Will there be a pandemic after the pandemic? Some have wondered about the mental health consequences of COVID-19 – speculating that, in the future, there will be significant mental health problems. In a recent JAMA paper, Simon et al. argued: “The magnitude of this [mental health] second wave is likely to overwhelm the already frayed mental health system, leading to access problems, particularly for the most vulnerable persons.” (That paper was discussed in a past Reading.)

In the first selection, we consider a new paper from Lancet Psychiatry. Kuan-Yu Pan (of Vrije Universiteit) and co-authors did a survey of people with psychiatric disorders, as well as people without. “We did not find evidence that there was a strong increase in symptoms during the COVID-19 pandemic in those with a higher burden of disorders. In fact, changes in scores from before to during the pandemic indicated increasing symptom levels in people without mental health disorders, whereas changes of symptom levels were minimal or even negative in individuals with the most severe and chronic mental health disorders.” Should we be reassured by the Pan et al. study?

Alcohol sanitizer and medical mask with copy space,Corona virus,Covid-19 prevention.Protection from physical health problems, but mental health?

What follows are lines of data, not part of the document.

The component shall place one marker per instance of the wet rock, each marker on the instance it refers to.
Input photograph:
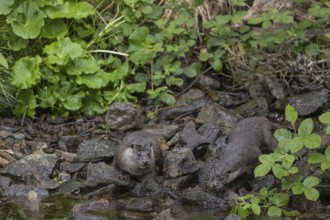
(191, 94)
(69, 143)
(90, 205)
(218, 116)
(197, 196)
(135, 204)
(164, 215)
(23, 190)
(308, 103)
(178, 162)
(208, 82)
(96, 150)
(257, 106)
(233, 217)
(180, 182)
(165, 131)
(193, 140)
(123, 116)
(103, 174)
(38, 163)
(87, 216)
(190, 107)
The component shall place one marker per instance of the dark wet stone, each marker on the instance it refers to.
(172, 112)
(208, 82)
(179, 162)
(165, 131)
(193, 140)
(135, 204)
(87, 216)
(124, 116)
(147, 188)
(233, 217)
(69, 143)
(180, 182)
(308, 103)
(257, 106)
(217, 115)
(22, 190)
(96, 150)
(103, 174)
(71, 167)
(164, 215)
(90, 205)
(38, 163)
(197, 196)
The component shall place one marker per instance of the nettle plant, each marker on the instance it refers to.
(282, 164)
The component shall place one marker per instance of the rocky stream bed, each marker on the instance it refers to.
(61, 168)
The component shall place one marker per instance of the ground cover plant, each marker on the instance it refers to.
(80, 56)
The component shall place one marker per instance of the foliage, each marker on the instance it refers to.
(281, 164)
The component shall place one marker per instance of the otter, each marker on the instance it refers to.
(243, 149)
(138, 154)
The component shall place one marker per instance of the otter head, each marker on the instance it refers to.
(142, 155)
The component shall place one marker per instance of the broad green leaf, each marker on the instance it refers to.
(5, 6)
(75, 10)
(54, 28)
(262, 170)
(325, 118)
(3, 61)
(280, 199)
(291, 114)
(26, 72)
(274, 212)
(278, 171)
(282, 134)
(255, 209)
(62, 50)
(167, 98)
(306, 127)
(311, 181)
(95, 80)
(27, 20)
(311, 194)
(316, 158)
(296, 144)
(26, 103)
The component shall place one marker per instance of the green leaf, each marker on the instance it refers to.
(262, 170)
(312, 141)
(274, 212)
(167, 98)
(61, 51)
(3, 61)
(5, 6)
(296, 144)
(54, 28)
(278, 171)
(325, 118)
(306, 127)
(75, 10)
(291, 114)
(27, 20)
(26, 72)
(311, 194)
(280, 199)
(26, 103)
(311, 181)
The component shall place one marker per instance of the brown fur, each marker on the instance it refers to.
(243, 149)
(138, 154)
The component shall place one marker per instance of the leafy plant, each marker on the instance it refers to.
(281, 164)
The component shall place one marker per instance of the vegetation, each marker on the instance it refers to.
(73, 56)
(282, 164)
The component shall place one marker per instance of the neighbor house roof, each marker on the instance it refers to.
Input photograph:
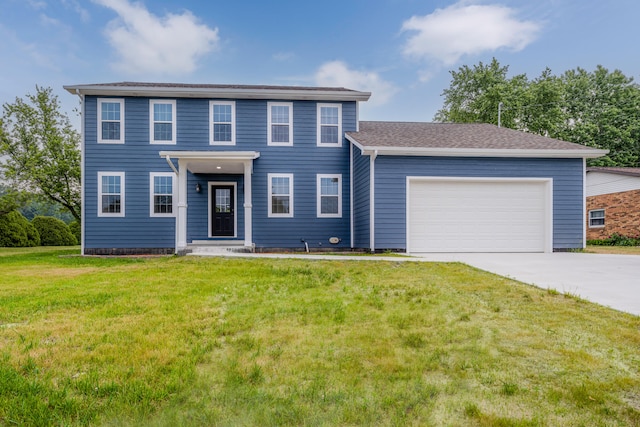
(194, 90)
(460, 139)
(616, 170)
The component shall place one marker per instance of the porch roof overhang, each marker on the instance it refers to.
(215, 162)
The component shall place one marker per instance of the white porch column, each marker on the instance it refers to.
(248, 204)
(181, 218)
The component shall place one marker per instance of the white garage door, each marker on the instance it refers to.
(478, 215)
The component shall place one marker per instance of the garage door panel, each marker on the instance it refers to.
(477, 216)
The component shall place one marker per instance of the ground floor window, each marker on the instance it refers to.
(111, 193)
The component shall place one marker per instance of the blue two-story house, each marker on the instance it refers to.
(171, 167)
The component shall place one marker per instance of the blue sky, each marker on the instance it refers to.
(400, 50)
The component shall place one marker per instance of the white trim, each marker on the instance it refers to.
(99, 120)
(372, 201)
(604, 213)
(289, 105)
(270, 177)
(319, 195)
(586, 153)
(351, 197)
(211, 184)
(122, 194)
(319, 125)
(310, 94)
(548, 232)
(212, 123)
(174, 198)
(152, 103)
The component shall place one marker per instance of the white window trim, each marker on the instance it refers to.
(122, 194)
(99, 129)
(319, 196)
(153, 102)
(174, 195)
(269, 124)
(270, 177)
(319, 126)
(604, 218)
(233, 123)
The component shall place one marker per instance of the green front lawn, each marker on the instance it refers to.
(211, 341)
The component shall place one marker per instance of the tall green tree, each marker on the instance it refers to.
(599, 109)
(41, 149)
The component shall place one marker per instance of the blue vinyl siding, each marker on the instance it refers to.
(390, 191)
(137, 158)
(361, 199)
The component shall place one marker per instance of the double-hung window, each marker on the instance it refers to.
(110, 193)
(280, 195)
(329, 125)
(596, 218)
(280, 122)
(110, 121)
(329, 203)
(222, 123)
(162, 196)
(162, 119)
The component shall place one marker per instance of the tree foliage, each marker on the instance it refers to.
(599, 109)
(42, 149)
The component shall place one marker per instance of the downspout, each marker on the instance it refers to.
(82, 203)
(372, 200)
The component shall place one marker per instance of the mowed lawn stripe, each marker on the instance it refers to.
(192, 341)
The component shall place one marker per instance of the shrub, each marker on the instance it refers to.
(76, 230)
(16, 231)
(53, 232)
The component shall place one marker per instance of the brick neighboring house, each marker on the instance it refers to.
(613, 202)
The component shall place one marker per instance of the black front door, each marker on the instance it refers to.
(222, 215)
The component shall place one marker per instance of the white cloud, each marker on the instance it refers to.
(445, 35)
(337, 73)
(148, 44)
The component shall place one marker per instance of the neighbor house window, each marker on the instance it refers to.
(330, 125)
(280, 195)
(329, 195)
(596, 218)
(161, 186)
(162, 119)
(110, 193)
(223, 123)
(111, 121)
(280, 122)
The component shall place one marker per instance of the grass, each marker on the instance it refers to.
(617, 250)
(211, 341)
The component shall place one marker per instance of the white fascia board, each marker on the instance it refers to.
(204, 155)
(477, 152)
(220, 93)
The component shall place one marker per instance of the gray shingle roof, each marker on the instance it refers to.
(453, 136)
(616, 170)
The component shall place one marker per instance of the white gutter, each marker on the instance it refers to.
(588, 153)
(222, 92)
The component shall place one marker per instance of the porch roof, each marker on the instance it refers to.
(215, 162)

In the second selection, we consider a research letter from Dr. Scott B. Patten (of the University of Calgary) and his co-authors. Drawing on survey data, they describe the pattern of use of e-cigarettes, noting that they were originally intended for harm reduction. “In 2017, 15.5% of e-cigarette users reported that they had never smoked, suggesting a de novo pattern of substance use. By 2019, this proportion had more than doubled to 36.7%.”

Finally, in the third selection, Olympian Alexi Pappas speaks about her mental health in a New York Times opinion video. The comments are very personal, and touch on her illness and recovery. “After the Olympics, I was diagnosed with severe clinical depression. And it nearly cost me my life. But it doesn’t have to be that way.”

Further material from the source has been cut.